19.7.1 Code for spearman correlation

Code
# Custom function to find correlation between the bill length and depth 
corr.fun <- function(data, idx) {
  
# vector of indices that the boot function uses
  df <- data[idx, ]

# Find the spearman correlation between
# the 3rd (length) and 4th (depth) columns of dataset
  cor(df[, 3], df[, 4], method = 'spearman')
}

# Setting the seed for reproducability of results
set.seed(42)

# Calling the boot function with the dataset
bootstrap <- boot(iris, corr.fun, R = 1000)
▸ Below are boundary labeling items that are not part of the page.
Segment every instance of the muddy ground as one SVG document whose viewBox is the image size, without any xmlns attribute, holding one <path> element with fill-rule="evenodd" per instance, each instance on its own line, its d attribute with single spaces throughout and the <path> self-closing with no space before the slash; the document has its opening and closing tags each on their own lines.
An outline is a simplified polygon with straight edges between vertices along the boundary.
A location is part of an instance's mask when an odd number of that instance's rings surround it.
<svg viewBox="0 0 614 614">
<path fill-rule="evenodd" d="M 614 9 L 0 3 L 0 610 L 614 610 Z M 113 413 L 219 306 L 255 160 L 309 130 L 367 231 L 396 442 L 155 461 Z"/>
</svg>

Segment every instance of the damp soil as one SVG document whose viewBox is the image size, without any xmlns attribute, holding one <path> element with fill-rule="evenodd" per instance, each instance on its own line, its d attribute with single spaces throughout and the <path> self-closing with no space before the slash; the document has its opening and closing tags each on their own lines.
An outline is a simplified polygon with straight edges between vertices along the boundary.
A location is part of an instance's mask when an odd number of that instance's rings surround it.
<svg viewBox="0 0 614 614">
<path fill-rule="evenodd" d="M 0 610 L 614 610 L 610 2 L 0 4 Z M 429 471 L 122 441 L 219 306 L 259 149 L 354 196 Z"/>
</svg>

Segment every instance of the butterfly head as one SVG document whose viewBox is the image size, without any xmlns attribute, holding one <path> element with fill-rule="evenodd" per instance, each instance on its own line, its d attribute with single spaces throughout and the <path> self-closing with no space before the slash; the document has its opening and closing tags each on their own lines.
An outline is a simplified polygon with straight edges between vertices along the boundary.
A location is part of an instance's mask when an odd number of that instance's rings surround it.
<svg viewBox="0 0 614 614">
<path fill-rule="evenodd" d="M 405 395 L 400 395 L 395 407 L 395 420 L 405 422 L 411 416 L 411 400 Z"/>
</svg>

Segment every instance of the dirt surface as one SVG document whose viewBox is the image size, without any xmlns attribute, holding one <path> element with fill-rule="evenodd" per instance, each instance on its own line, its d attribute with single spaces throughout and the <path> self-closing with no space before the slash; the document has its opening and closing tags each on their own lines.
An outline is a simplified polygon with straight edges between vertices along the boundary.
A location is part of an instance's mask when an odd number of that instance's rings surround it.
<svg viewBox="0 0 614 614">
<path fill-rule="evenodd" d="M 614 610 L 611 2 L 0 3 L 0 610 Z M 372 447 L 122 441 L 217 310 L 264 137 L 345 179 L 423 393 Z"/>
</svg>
# Display the result of boot function
bootstrap

ORDINARY NONPARAMETRIC BOOTSTRAP


Call:
boot(data = iris, statistic = corr.fun, R = 1000)


Bootstrap Statistics :
     original       bias    std. error
t1* 0.9376668 -0.002717295 0.009436212
Code
# Plot the bootstrap sampling distribution using ggplot
plot(bootstrap)

Code
# Function to find the bootstrap CI
boot.ci(
  boot.out = bootstrap,
    type = "perc"
)
BOOTSTRAP CONFIDENCE INTERVAL CALCULATIONS
Based on 1000 bootstrap replicates

CALL : 
boot.ci(boot.out = bootstrap, type = "perc")

Intervals : 
Level     Percentile     
95%   ( 0.9142,  0.9519 )  
Calculations and Intervals on Original Scale

This code utilizes bootstrapping to estimate the sampling distribution and confidence interval of the Spearman correlation coefficient between bill length and depth in the iris dataset. The boot() function generates bootstrap samples, while the boot.ci() function calculates the bootstrap confidence interval. Visualizations are provided to aid in understanding the sampling distribution.

19.8 Conclusion

In conclusion, bootstrap testing emerges as a valuable tool, particularly when confronted with small sample sizes. By leveraging resampling techniques, it offers a robust method to estimate parameters, assess uncertainty, and make reliable inferences about population statistics.